NFPA Comes to Israel

One of the more interesting aspects of this airport project was the application of a number of National Fire Protection Assn. codes that were unknown in Israel prior to this renovation.

While NFPA is much more accepted in Israel today, at the time when the terminal was in its design phase between 1995 and 1997, NFPA was, frankly, foreign.

“We had to translate the codes into Hebrew.

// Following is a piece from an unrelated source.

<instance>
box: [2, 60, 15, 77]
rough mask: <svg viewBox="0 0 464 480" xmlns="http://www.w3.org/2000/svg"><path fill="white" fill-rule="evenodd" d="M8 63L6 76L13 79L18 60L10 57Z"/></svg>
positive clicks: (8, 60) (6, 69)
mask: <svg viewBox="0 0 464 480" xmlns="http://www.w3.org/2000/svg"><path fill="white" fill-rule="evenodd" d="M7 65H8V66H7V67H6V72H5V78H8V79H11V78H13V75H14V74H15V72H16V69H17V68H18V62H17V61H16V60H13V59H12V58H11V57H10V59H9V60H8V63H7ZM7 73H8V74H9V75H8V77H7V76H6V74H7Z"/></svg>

We immediately found that some things done one way in the U.S. are forbidden in Israel,” explains Moshik Schwartz, Abraham Schwartz Engineering, a Jerusalem-based plumbing engineer who was involved with the airside terminal. “For example, the NFPA code requires sprinkler heads in elevator mechanical rooms, but the Israel elevator code prohibits this, so we had to remove this from the design.”

Specific to the project were NFPA 415, NFPA 101, NFPA 13 for sprinklers, NFPA 72 for fire alarms and NFPA 92b for smoke management.

Another place where NFPA design requirements didn’t quite work with Israel’s built environment was the specification of a special type of electrical cable, according to David Bar Akiva, Bar Akiva Consulting Engineers, Bnai Brak, Israel, who worked as a local electrical engineer on the airside terminal. “That particular cable is not available here, so we used a European cable that complied with the NPFA code instead.”

In addition to agreeing to utilize NFPA, the Israel Airport Authority proved progressive in agreeing to allow performance-based design.

“I give them a lot of credit for going with the more unconventional, performance-based design approach,” says Ashok Raiji, P.E., a mechanical engineer with Arup, New York.

Similarly, he was pleasantly surprised by IAA’s cooperation and expediency when Arup’s fire-evacuation scheme called for egress into a secured area, creating a conflict between fire safety and strict airport security. “The IAA and fire marshals came up with a strategy of how to resolve this by instituting a small delay to give the security staff enough time to arrive in the area,” Raiji explains.

The IAA’s expertise also came through while acting as the airport’s fire marshal and authority having jurisdiction in running a series of organized meetings on a number of topics.

On Duty

During the design of Israel’s new Ben Gurion Terminal 3, American architects underestimated the intended prominence of the airport’s duty-free shopping area.

Even though initial designs allocated only a certain amount of space for duty-free, the Israel Airport Authority insisted on creating a much larger area.

“Duty-free is something special here in Israel, whereas the American designers wanted to design as it’s done in other countries, for example, with low energy conservation and low heat flow,” explains local mechanical engineer Danny Hahn, D. Hahn Consulting Engineers, Ramat Gan, Israel.

Due to the popularity of duty-free shopping in this Mediterranean country, the area had to be redesigned to accommodate a much larger population of visitors. Ultimately, at 35,000 square meters, the space was expanded to be four times as large as the former airport terminal.

In addition, a considerable amount of extra storage space was put into the design in order to accommodate Ben Gurion’s “Buy and Bye” program where Israelis can store duty-free purchases during their travel abroad, then retrieve their goods upon their return.